Matkap, elektrikli vidalama aleti, matkap uçları, çerçeve, banyo paspası, çekiç, çivi seti, tornavida seti, vida ucu seti, sıcak silikon tabancası, soğuk silikon, telli banyo rafı, karanlık ve hareket sensörlü led ışık gibi her evde mutlaka bulunması gereken ıvır zıvırlardan aldım. 12 taksit ve 4 ay erteleme ile tahmin etmeyeceğim rakamlar tuttu ama olsun.

Ben ki nalburda dolaşırken şekerci dükkanında dolaşan 5 yaşındaki bir çocuk gibi sevinçliyim; oldum olası yapı, badana, delme, vida, montaj işlerine de hevesliyim, e evde yapılması gereken ufak tefek tamirat işleri de var, alayım anasını satayım dedim. Hatta kendimi engellemesem bunlardan başka zımpara taşı, gönye tezgah, tilki kuyrugu ve adını hatırlayamadığım bir sürü alet edevat da alırdım ya, neyse...

Evde yapılması gereken işleri çıkarıp bir an önce yapmak istiyorum ama bir şey enerjimi dibe çekiyor. Bir türlü başlayamıyorum. Bütün oyuncaklarım (matkap, vida, çekiç vs) masanın üzerinde ölü gibi yatıyor. Yalnızım da hazır, ne güzel bu işleri bitireyim işte... Kışlık kıyafetleri çıkarayım, kışlık botlarımı yerleştireyim, banyo rafını takayım, valizleri yatağın altına alıp ayakkabıları üst rafa yerleştireyim diyorum, ama yerimden bir türlü kalkmak istemiyorum.

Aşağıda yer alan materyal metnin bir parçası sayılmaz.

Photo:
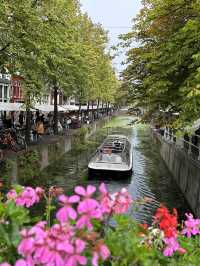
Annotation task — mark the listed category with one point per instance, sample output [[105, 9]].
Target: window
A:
[[5, 94], [1, 93]]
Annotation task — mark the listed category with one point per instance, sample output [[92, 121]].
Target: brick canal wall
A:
[[185, 170]]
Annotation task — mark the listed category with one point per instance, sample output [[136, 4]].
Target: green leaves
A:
[[164, 70], [51, 43]]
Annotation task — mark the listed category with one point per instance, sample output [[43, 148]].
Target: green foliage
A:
[[125, 241], [12, 218], [163, 71], [29, 167], [52, 44]]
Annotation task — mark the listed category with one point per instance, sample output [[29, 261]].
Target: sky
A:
[[115, 16]]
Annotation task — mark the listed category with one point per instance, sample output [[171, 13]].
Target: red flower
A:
[[166, 221]]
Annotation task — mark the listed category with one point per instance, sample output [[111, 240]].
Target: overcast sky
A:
[[115, 16]]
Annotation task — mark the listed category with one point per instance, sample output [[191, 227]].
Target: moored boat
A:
[[114, 156]]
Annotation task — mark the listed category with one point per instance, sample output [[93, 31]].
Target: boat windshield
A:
[[109, 158]]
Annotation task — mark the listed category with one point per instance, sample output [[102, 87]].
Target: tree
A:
[[162, 72]]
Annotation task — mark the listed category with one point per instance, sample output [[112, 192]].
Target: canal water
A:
[[150, 177]]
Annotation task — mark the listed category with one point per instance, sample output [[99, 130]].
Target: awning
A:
[[48, 108], [12, 107], [68, 107]]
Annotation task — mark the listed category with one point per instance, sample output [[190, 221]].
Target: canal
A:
[[150, 179]]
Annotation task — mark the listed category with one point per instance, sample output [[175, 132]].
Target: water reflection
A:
[[150, 177]]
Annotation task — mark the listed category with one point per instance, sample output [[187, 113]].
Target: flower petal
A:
[[80, 190]]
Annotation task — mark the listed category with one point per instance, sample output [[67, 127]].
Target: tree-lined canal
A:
[[150, 177]]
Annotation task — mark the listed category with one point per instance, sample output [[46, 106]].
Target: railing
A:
[[186, 145]]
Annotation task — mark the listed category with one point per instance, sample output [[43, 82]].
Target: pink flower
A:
[[121, 201], [76, 258], [67, 212], [39, 191], [100, 251], [25, 247], [22, 262], [181, 250], [192, 226], [88, 211], [172, 246], [105, 200], [12, 194], [27, 198]]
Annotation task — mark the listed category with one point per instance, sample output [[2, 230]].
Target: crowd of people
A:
[[13, 125]]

İstiyorum ki ben evde bunları yaparken evde biri olsun. Bana yardım etmek için falan değil. Konuşmak için bile değil. O sadece otursun, birşey yapmadan. Bir insanın varlığını özledim yanımda.

Bu duygunun aynısını üniversite sınavına çalışırken ve üniversitede de hissetmiştim. Annemden gelip benim odamda oturmasını isterdim. Gelsin kitap okusun, hatta isterse uzansın, ama uyumadan, bir varlık göstersin istiyordum. Ders çalışmak deyince aklıma yalnızlık geliyordu ve sırf bu yalnızlık duygusunun verdiği rahatsızlık yüzünden bile çalışamıyordum.

Yalnızlığa alışılmıyor. İnsan yalnız olmak için yaratılmamış ki. Çok zayıf, hele yalnızken ve güçlü numarası yaparken daha da zayıf.

Hayatım boyunca yalnız, daha doğrusu sevgilisiz ve eşsiz kalmaktan ve yalnız ölmekten ölesiye korktum. En büyük korkum bu diyebilirim. Yılandan korkan bir insanın yılan dolu bir çukura hapsolması gibi, ben bu yalnızlığa nasıl katlanacağım?